* [PATCH 0/3] rbd: fix some issues around flushing notifies
@ 2020-03-17 12:04 Ilya Dryomov
2020-03-17 12:04 ` [PATCH 1/3] rbd: avoid a deadlock on header_rwsem when " Ilya Dryomov
` (3 more replies)
0 siblings, 4 replies; 6+ messages in thread
From: Ilya Dryomov @ 2020-03-17 12:04 UTC (permalink / raw)
To: ceph-devel
Hello,
A recent snapshot-based mirroring experiment exposed a deadlock on
header_rwsem in the error path of rbd_dev_image_probe() (i.e. "rbd
map").
Thanks,
Ilya
Ilya Dryomov (3):
rbd: avoid a deadlock on header_rwsem when flushing notifies
rbd: call rbd_dev_unprobe() after unwatching and flushing notifies
rbd: don't test rbd_dev->opts in rbd_dev_image_release()
drivers/block/rbd.c | 23 ++++++++++++++---------
1 file changed, 14 insertions(+), 9 deletions(-)
--
2.19.2
^ permalink raw reply [flat|nested] 6+ messages in thread
* [PATCH 1/3] rbd: avoid a deadlock on header_rwsem when flushing notifies
2020-03-17 12:04 [PATCH 0/3] rbd: fix some issues around flushing notifies Ilya Dryomov
@ 2020-03-17 12:04 ` Ilya Dryomov
2020-03-17 12:04 ` [PATCH 2/3] rbd: call rbd_dev_unprobe() after unwatching and " Ilya Dryomov
` (2 subsequent siblings)
3 siblings, 0 replies; 6+ messages in thread
From: Ilya Dryomov @ 2020-03-17 12:04 UTC (permalink / raw)
To: ceph-devel
rbd_unregister_watch() flushes notifies and therefore cannot be called
under header_rwsem because a header update notify takes header_rwsem to
synchronize with "rbd map". If mapping an image fails after the watch
is established and a header update notify sneaks in, we deadlock when
erroring out from rbd_dev_image_probe().
Move watch registration and unregistration out of the critical section.
The only reason they were put there was to make header_rwsem management
slightly more obvious.
Fixes: 811c66887746 ("rbd: fix rbd map vs notify races")
Signed-off-by: Ilya Dryomov <idryomov@gmail.com>
---
drivers/block/rbd.c | 13 +++++++++----
1 file changed, 9 insertions(+), 4 deletions(-)
diff --git a/drivers/block/rbd.c b/drivers/block/rbd.c
index a4e7b494344c..f0ce30a6fc69 100644
--- a/drivers/block/rbd.c
+++ b/drivers/block/rbd.c
@@ -4527,6 +4527,10 @@ static void cancel_tasks_sync(struct rbd_device *rbd_dev)
cancel_work_sync(&rbd_dev->unlock_work);
}
+/*
+ * header_rwsem must not be held to avoid a deadlock with
+ * rbd_dev_refresh() when flushing notifies.
+ */
static void rbd_unregister_watch(struct rbd_device *rbd_dev)
{
cancel_tasks_sync(rbd_dev);
@@ -6907,6 +6911,8 @@ static void rbd_dev_image_release(struct rbd_device *rbd_dev)
* device.

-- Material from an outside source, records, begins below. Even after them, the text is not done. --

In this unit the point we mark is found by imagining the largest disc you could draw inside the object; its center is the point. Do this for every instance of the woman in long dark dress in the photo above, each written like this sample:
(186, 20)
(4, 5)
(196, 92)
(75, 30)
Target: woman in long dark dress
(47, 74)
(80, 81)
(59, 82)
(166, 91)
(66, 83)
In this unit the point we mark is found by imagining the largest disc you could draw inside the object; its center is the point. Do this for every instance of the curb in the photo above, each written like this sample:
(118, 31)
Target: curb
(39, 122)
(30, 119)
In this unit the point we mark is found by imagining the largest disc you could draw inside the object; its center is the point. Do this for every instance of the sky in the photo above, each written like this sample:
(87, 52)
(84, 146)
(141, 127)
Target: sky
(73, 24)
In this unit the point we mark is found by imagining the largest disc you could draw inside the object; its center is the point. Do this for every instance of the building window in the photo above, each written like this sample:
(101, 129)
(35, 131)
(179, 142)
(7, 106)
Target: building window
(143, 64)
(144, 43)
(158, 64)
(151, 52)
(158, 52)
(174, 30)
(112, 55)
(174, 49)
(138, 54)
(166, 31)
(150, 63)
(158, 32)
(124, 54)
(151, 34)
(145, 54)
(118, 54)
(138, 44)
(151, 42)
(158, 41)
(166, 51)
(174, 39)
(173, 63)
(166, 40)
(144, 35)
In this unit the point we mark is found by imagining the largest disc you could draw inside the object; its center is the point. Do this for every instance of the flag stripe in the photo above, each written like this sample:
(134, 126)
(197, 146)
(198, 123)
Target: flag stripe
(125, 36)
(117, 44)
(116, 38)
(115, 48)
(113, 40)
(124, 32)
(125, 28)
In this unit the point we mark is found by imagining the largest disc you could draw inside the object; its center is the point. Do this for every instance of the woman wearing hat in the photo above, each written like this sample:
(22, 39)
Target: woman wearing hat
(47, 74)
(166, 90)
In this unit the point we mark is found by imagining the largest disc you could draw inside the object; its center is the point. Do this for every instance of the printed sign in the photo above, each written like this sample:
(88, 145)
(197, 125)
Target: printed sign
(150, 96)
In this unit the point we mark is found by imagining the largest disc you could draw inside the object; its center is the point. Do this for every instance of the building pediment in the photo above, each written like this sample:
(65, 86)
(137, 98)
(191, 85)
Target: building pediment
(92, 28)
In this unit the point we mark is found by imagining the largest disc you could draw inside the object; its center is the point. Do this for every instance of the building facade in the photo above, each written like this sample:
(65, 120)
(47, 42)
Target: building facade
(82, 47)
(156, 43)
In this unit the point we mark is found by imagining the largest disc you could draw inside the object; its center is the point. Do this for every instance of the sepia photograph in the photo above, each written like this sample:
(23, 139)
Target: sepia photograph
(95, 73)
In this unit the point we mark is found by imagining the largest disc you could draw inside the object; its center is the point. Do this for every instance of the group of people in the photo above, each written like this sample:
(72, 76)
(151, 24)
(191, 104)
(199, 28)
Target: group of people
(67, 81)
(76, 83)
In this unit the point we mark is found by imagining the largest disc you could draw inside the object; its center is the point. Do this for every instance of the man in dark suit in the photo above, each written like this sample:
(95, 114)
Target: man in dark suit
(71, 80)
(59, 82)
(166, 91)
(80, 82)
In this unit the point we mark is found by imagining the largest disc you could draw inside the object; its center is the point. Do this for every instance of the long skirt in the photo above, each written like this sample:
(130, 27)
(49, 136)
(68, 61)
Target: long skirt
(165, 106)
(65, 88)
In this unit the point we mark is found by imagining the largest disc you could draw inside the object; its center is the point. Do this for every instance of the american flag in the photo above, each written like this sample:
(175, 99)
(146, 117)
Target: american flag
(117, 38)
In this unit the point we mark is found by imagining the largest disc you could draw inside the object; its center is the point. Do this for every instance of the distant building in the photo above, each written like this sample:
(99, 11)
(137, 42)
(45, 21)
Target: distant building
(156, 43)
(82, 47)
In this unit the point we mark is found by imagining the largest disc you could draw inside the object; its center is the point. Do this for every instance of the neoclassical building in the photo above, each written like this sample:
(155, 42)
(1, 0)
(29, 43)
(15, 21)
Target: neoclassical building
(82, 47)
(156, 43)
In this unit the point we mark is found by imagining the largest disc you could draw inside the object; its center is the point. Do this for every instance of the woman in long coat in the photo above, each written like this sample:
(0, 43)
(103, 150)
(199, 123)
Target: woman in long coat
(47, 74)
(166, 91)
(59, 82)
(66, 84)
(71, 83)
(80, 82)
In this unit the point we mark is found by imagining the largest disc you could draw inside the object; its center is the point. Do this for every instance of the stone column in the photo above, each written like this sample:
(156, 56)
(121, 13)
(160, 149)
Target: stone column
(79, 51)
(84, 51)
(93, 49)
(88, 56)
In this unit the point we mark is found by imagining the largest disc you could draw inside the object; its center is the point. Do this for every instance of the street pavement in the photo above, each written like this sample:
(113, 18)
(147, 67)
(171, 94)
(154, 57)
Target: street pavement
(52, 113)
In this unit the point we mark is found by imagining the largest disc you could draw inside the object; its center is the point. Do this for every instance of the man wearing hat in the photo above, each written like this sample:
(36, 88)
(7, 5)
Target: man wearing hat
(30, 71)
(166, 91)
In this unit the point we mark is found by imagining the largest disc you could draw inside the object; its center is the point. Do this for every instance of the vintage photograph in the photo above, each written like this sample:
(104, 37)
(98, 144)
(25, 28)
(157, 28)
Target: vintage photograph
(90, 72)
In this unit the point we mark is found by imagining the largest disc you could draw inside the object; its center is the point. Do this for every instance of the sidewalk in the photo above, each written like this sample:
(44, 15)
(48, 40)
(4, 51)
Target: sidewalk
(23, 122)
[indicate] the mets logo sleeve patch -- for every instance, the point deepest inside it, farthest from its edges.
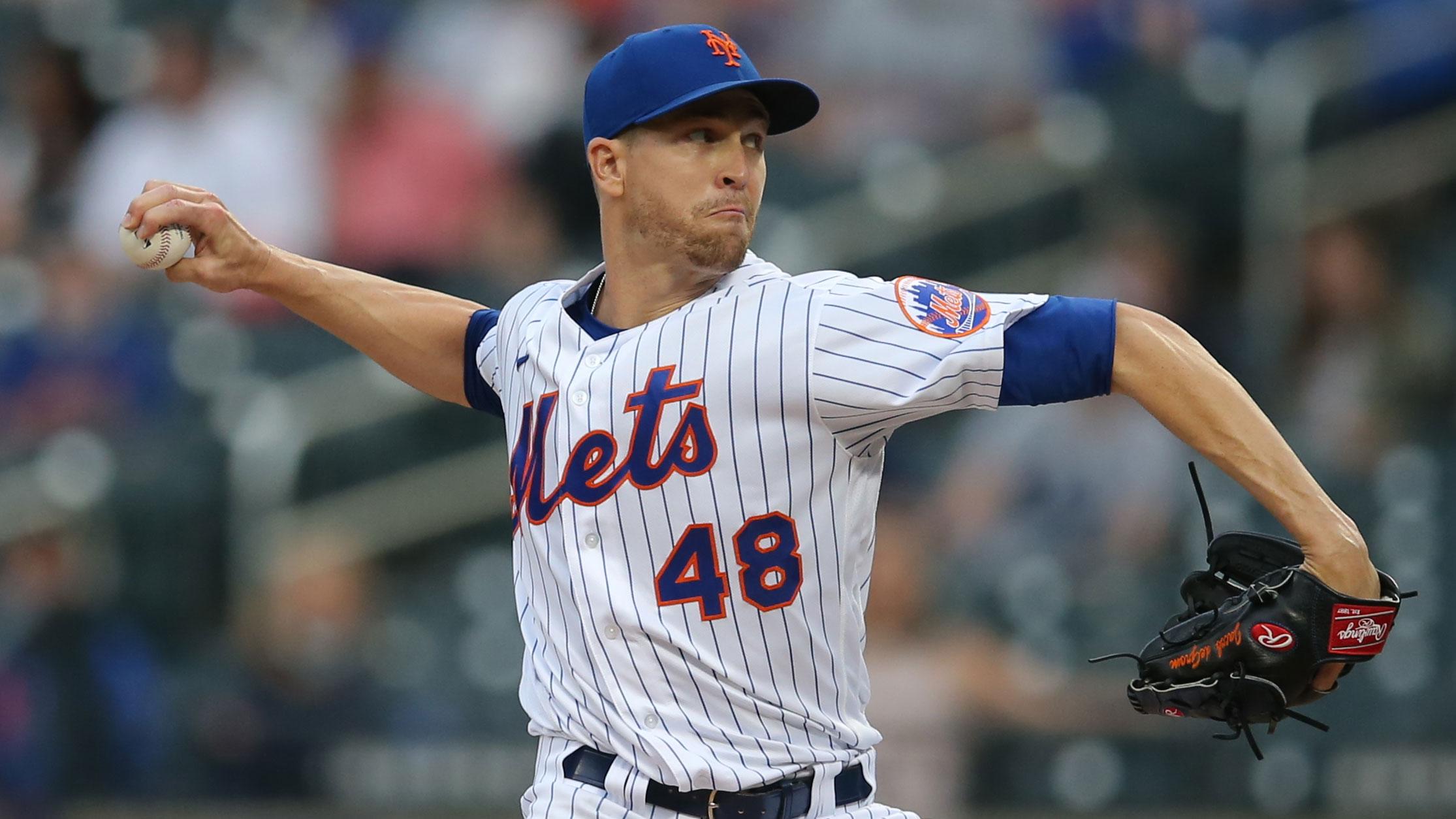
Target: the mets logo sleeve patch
(887, 353)
(941, 310)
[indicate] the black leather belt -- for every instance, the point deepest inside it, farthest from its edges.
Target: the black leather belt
(788, 799)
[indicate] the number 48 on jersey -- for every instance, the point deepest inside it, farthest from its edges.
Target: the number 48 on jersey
(769, 568)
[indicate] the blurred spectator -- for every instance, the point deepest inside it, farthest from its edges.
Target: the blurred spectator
(216, 126)
(1171, 149)
(941, 682)
(92, 359)
(1362, 353)
(60, 112)
(80, 688)
(514, 66)
(265, 711)
(414, 180)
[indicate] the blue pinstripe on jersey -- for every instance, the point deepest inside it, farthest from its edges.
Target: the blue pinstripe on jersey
(755, 696)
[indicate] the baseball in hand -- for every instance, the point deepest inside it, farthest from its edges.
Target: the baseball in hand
(163, 249)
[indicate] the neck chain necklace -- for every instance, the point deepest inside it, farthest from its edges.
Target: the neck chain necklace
(597, 297)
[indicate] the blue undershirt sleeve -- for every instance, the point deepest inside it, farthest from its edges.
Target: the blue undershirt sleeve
(477, 391)
(1060, 351)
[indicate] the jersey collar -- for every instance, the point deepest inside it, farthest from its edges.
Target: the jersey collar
(752, 266)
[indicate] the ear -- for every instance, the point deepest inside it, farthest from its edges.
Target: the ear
(608, 159)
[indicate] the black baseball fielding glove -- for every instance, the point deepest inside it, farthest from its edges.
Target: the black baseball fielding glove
(1252, 635)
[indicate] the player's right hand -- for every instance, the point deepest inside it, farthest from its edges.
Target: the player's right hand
(226, 255)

If this image is the one being mapped (i.e., not a
* parent), initiate a watch on its header object before using that
* object to get detailed information about the rbd image.
+ *
+ * On success, returns with header_rwsem held for write.
*/
static int rbd_dev_image_probe(struct rbd_device *rbd_dev, int depth)
{
@@ -6936,6 +6942,7 @@ static int rbd_dev_image_probe(struct rbd_device *rbd_dev, int depth)
}
}
+ down_write(&rbd_dev->header_rwsem);
ret = rbd_dev_header_info(rbd_dev);
if (ret) {
if (ret == -ENOENT && !need_watch)
@@ -6987,6 +6994,7 @@ static int rbd_dev_image_probe(struct rbd_device *rbd_dev, int depth)
err_out_probe:
rbd_dev_unprobe(rbd_dev);
err_out_watch:
+ up_write(&rbd_dev->header_rwsem);
if (need_watch)
rbd_unregister_watch(rbd_dev);
err_out_format:
@@ -7050,12 +7058,9 @@ static ssize_t do_rbd_add(struct bus_type *bus,
goto err_out_rbd_dev;
}
- down_write(&rbd_dev->header_rwsem);
rc = rbd_dev_image_probe(rbd_dev, 0);
- if (rc < 0) {
- up_write(&rbd_dev->header_rwsem);
+ if (rc < 0)
goto err_out_rbd_dev;
- }
if (rbd_dev->opts->alloc_size > rbd_dev->layout.object_size) {
rbd_warn(rbd_dev, "alloc_size adjusted to %u",
--
2.19.2
^ permalink raw reply related [flat|nested] 6+ messages in thread
* [PATCH 2/3] rbd: call rbd_dev_unprobe() after unwatching and flushing notifies
2020-03-17 12:04 [PATCH 0/3] rbd: fix some issues around flushing notifies Ilya Dryomov
2020-03-17 12:04 ` [PATCH 1/3] rbd: avoid a deadlock on header_rwsem when " Ilya Dryomov
@ 2020-03-17 12:04 ` Ilya Dryomov
2020-03-17 12:04 ` [PATCH 3/3] rbd: don't test rbd_dev->opts in rbd_dev_image_release() Ilya Dryomov
2020-03-17 16:41 ` [PATCH 0/3] rbd: fix some issues around flushing notifies Jason Dillaman
3 siblings, 0 replies; 6+ messages in thread
From: Ilya Dryomov @ 2020-03-17 12:04 UTC (permalink / raw)
To: ceph-devel
rbd_dev_unprobe() is supposed to undo most of rbd_dev_image_probe(),
including rbd_dev_header_info(), which means that rbd_dev_header_info()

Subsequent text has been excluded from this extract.